A 79-year-old man picked up an object with his left hand and suddenly felt a sharp pain in his shoulder. Something moved in his upper arm. And with that, he was Popeye.
His right arm looked the same as it always had: lean and sagging a little with age. But his left biceps now sported a baseball-size bulge that looked like it could land a powerful punch. The brand-new muscle mound looked even bigger when the man flexed his biceps. The only thing was, it hurt. A lot.
He had not eaten an inordinate amount of spinach that day, nor was he a one-eyed sailor man. But as the man's doctors wrote Wednesday in The New England Journal of Medicine, he had a condition called a Popeye deformity.
MRI showed that the new lump was, in fact, his biceps. In picking up the object, the man had ruptured a tendon that connected the biceps to his shoulder. Tendons keep the springlike muscle stretched from shoulder to elbow. When it tore, the biceps sprang free, settling toward the elbow.
"It becomes like a ball," says Dr. Nabil Ebraheim, an orthopedic surgeon with the University of Toledo who sees patients with Popeye deformity every so often.
This injury is more common in people over the age of 50, when tendons, muscles and ligaments can weaken after years of wear. Often, doctors will just leave it be.
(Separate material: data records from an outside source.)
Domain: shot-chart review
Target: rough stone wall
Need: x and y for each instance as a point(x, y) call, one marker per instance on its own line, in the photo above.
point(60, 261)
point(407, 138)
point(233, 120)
"The older guys like it," says Ebraheim. "They come and flex their muscles."
He says the injury is painful at first, but often the pain subsides after a few weeks. In fact, sometimes surgeons will purposefully cut the tendon, causing Popeye deformity, to relieve patients of persistent shoulder pain.
"Sometimes doctors do it to help the patient," says Ebraheim.
In other patients, though, cramping can be a real problem.
"There are many patients that are quite bothered by it. It's like a charley-horse-type pain in the arm," says Dr. Peter Millett, an orthopedic surgeon and shoulder specialist at The Steadman Clinic in Colorado.
A few years ago, Millett started surgically repairing Popeye deformities, which aren't always so obvious, in patients with chronic pain by reattaching the tendon to the bone.
In this case, the doctors just prescribed the man some anti-inflammatory drugs. Four months later, the pain didn't bother him anymore. And maybe he'd gotten used to looking like Popeye.